Im Westen und Norden zeigt sich der Himmel bereits am Vormittag vielfach stärker bewölkt, sagte der Deutsche Wetterdienst in Offenbach voraus. Dabei regnet es zeitweise, teils gibt es auch kräftige Schauer und einzelne Gewitter mit Starkregen. Am Nachmittag breiten sich die Niederschläge langsam südostwärts aus und erreichen dann auch Vorpommern, den Mittelgebirgsraum und den Schwarzwald.
Die Höchsttemperaturen liegen zwischen 22 Grad im Emsland und 29 Grad in der Lausitz und in Südbayern. Der zeitweise mäßige Wind dreht von meist südwestlichen auf westliche Richtungen und frischt in Schauer- und Gewitternähe stark böig auf.

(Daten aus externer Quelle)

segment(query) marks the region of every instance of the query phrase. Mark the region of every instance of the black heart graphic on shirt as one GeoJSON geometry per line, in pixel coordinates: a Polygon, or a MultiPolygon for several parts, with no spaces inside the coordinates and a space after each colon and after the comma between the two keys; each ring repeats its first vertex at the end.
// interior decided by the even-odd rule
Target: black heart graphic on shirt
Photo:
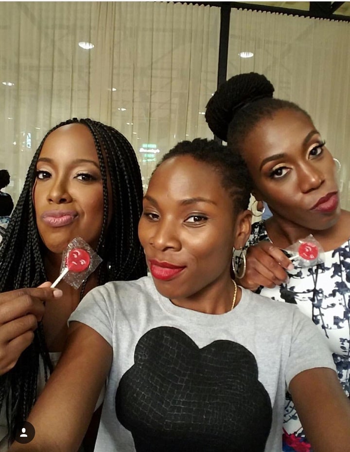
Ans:
{"type": "Polygon", "coordinates": [[[138,452],[263,452],[271,401],[245,347],[216,340],[199,349],[160,327],[140,339],[134,361],[115,403],[138,452]]]}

In der Nacht zum Montag gibt es im Osten und in Süddeutschland noch zeitweise Regen, örtlich begleitet von Schauern und teilweise kräftigen Gewittern. Im Nordwesten klart es zeitweise auf, es kann aber noch einzelne Regenschauer geben. Die Tiefsttemperaturen liegen zwischen 18 Grad im Osten und Süden und 13 Grad im Nordwesten.